In recent months, I’ve become a big fan of the video game video content coming out of Polygon, which makes for a perfect end-of-day wind-down by putting personality and humor ahead of technical details and commentary. (It doesn’t hurt that two of my favorite podcasters, My Brother, My Brother, And Me’s Justin and Griffin McElroy, are front and center in the site’s video push.) My latest addiction is Awful Squad, which chronicles the site’s staff as they attempt to carve out some measure of moral victory in the brutal multiplayer shooter PlayerUnknown’s Battlegrounds. The Battle Royale-esque PUBG is already prime stream-food, with its ratcheting tension and paranoid gameplay, but it’s all the better as played by a quartet of funny folks who spend more time shooting each other and arguing over dusters than actually playing the game. Of special note for their contributions to the chaos: Video producer Simone De Rochefort, who serves as the squad’s gleefully murderous mission control/dictator, and Russ Frushtick, the team’s perennial whipping boy, and his ongoing efforts to parachute anywhere close to everybody else in each session’s chaotic aerial scrum. Gunfire and bickering have never made for such a relaxing end to my day.

[William Hughes]


Ikea’s wall-mounted Bjursta table (or standing desk)

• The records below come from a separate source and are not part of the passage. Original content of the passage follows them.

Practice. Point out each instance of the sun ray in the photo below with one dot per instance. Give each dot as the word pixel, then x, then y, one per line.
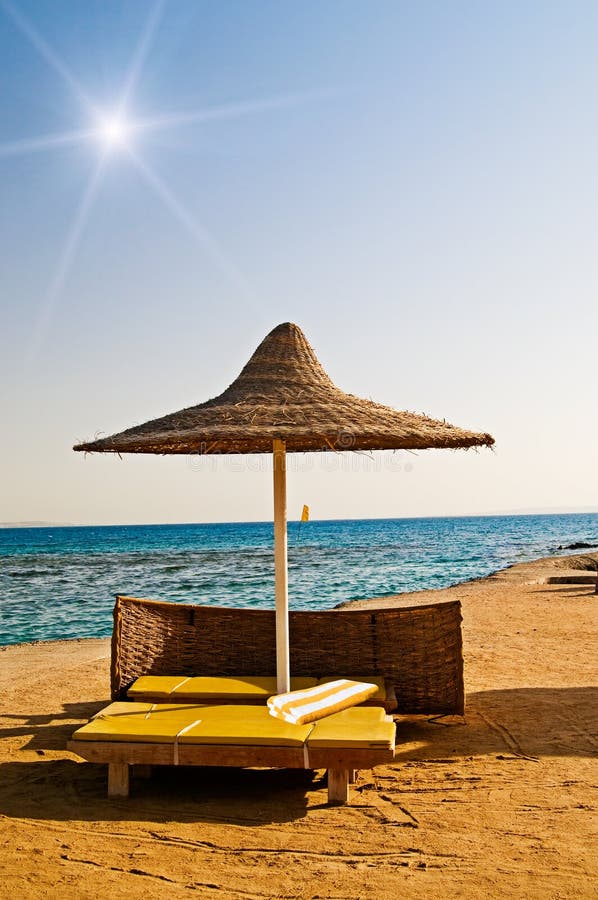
pixel 46 142
pixel 46 51
pixel 207 242
pixel 64 262
pixel 141 53
pixel 231 110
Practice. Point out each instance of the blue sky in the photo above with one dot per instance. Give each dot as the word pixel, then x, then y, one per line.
pixel 413 184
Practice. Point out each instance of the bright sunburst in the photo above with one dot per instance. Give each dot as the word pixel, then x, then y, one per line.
pixel 113 132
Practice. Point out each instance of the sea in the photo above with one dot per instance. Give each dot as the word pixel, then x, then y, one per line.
pixel 60 582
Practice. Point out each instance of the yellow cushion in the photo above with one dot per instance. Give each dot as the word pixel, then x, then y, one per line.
pixel 211 688
pixel 158 725
pixel 123 708
pixel 155 685
pixel 234 688
pixel 162 723
pixel 244 726
pixel 361 727
pixel 370 679
pixel 301 707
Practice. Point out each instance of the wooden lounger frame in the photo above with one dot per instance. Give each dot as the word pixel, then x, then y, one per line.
pixel 120 756
pixel 418 648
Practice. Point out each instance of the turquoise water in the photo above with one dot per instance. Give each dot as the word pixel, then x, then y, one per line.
pixel 61 582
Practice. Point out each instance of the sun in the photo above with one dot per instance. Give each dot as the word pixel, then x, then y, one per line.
pixel 114 131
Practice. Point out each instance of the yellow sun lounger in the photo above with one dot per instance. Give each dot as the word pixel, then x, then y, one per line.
pixel 148 734
pixel 240 689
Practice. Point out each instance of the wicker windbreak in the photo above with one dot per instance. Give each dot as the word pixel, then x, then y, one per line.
pixel 418 648
pixel 284 393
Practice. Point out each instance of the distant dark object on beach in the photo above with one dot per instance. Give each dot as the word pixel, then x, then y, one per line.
pixel 578 545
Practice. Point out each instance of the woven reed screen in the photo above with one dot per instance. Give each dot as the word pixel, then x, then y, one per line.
pixel 419 648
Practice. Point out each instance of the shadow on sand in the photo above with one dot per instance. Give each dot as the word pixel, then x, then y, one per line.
pixel 528 723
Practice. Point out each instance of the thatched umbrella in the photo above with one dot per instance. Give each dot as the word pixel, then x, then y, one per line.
pixel 283 400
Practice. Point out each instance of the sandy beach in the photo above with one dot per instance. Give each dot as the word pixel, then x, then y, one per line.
pixel 503 804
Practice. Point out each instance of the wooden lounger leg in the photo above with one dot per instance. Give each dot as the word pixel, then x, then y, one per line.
pixel 338 785
pixel 118 780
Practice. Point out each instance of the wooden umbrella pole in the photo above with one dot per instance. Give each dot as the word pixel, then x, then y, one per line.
pixel 280 567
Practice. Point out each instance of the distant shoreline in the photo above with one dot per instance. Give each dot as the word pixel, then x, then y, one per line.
pixel 511 514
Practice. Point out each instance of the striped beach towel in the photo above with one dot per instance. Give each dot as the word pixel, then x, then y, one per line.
pixel 301 707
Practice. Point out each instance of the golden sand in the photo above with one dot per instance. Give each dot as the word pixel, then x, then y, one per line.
pixel 504 805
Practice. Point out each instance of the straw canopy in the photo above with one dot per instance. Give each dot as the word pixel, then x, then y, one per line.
pixel 283 393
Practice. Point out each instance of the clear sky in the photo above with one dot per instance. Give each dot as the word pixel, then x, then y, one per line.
pixel 414 184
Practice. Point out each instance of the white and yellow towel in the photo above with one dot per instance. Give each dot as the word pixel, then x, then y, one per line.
pixel 301 707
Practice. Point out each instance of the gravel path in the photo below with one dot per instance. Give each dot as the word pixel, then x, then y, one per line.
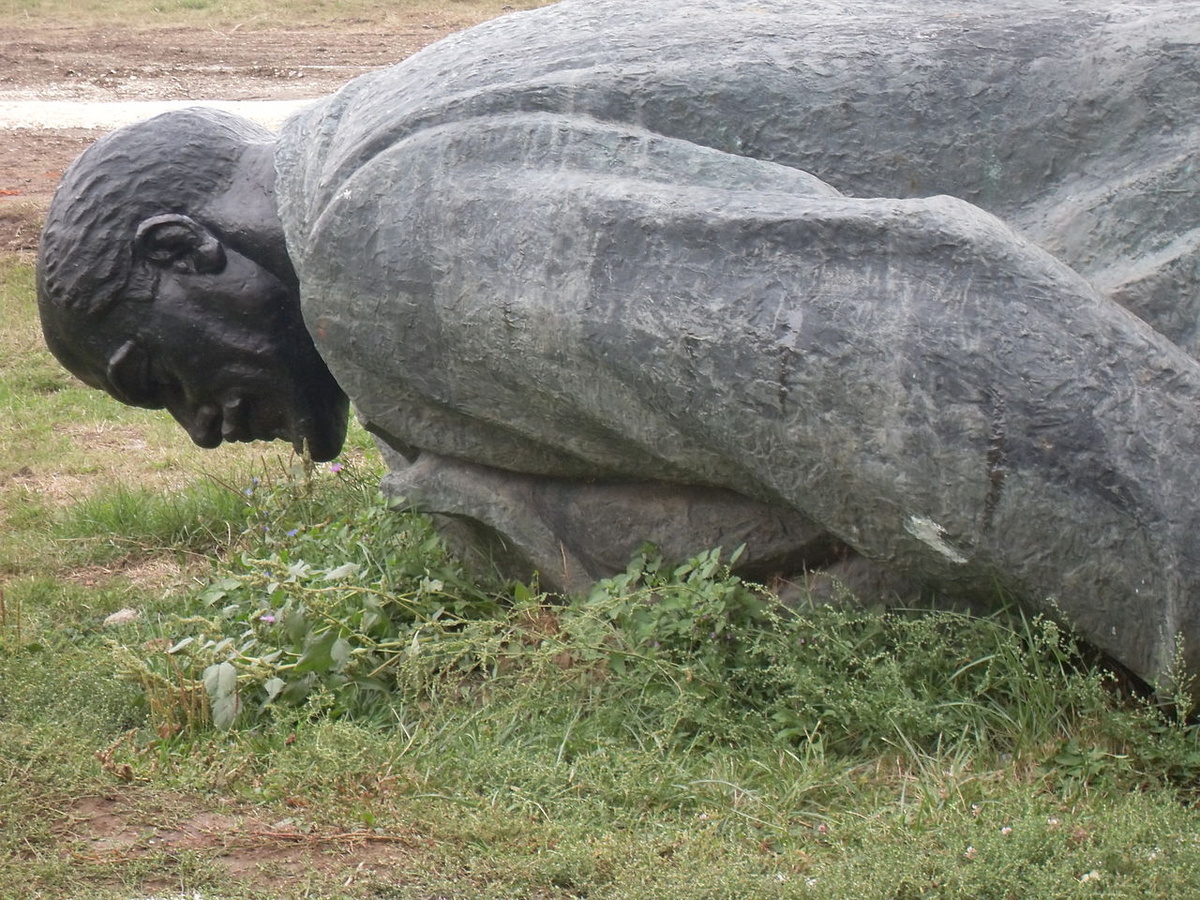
pixel 43 114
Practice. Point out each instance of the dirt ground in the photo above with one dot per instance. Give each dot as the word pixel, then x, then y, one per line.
pixel 89 64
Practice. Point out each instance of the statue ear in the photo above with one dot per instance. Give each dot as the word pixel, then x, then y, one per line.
pixel 179 243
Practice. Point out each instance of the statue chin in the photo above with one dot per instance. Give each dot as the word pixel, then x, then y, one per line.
pixel 324 435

I work from home most of the time, which means I’m constantly trying to find ways to do that more comfortably. I have this gorgeous, antique vanity I turned into a desk (which, yes, has an old, powder-blue Smith Corona electric typewriter on it, because I am a cliché), which I promptly slid into the office nook that’s also my library. But a sedentary lifestyle will kill you, so I had to figure out how to get the job done while standing. I looked at several types of standing desks—both standalone and table ones—and the costs were prohibitive, to say the least. Then, on a fateful trip to Ikea, I stumbled upon the perfect, economical solution: a wall-mounted folding table. Or, as it’s known to the Swedes (who like cheap, infuriating furniture), the Bjursta. It’s attractive and unobtrusive; I installed it the same day I brought it home. Now to make more frequent use of the standing desk provided by my employer.

[Danette Chavez]


Ikea cookbooks

Ikea has become shorthand for cheap, sleek, and dependable—a good starter version of whatever they’re selling. That company ethos extends to its line of cookbooks. Ikea offers a rotating selection of books for sale, and its website doesn’t list them all. But a recent visit yielded several good buys. My favorite is Our Food—Naturally!, with 101 Scandinavia-rooted recipes, including a novel section that takes 17 dishes and provides three leftovers ideas for each. I picked up this 256-page book on sale for $5.99. Likewise, I bought From Cold Waters: Salmon, Herring, Shrimps And Seaweed—a gorgeously produced hardcover tome of Swedish seafood ideas—for $9.99. Because Ikea’s books are printed in-house and not for sale in retail bookstores (no ISBN codes), their cookbooks are a relative steal, with dishes that range from unfussy (elderberry tea toddy) to impressive (how to cure your own gravlax at home).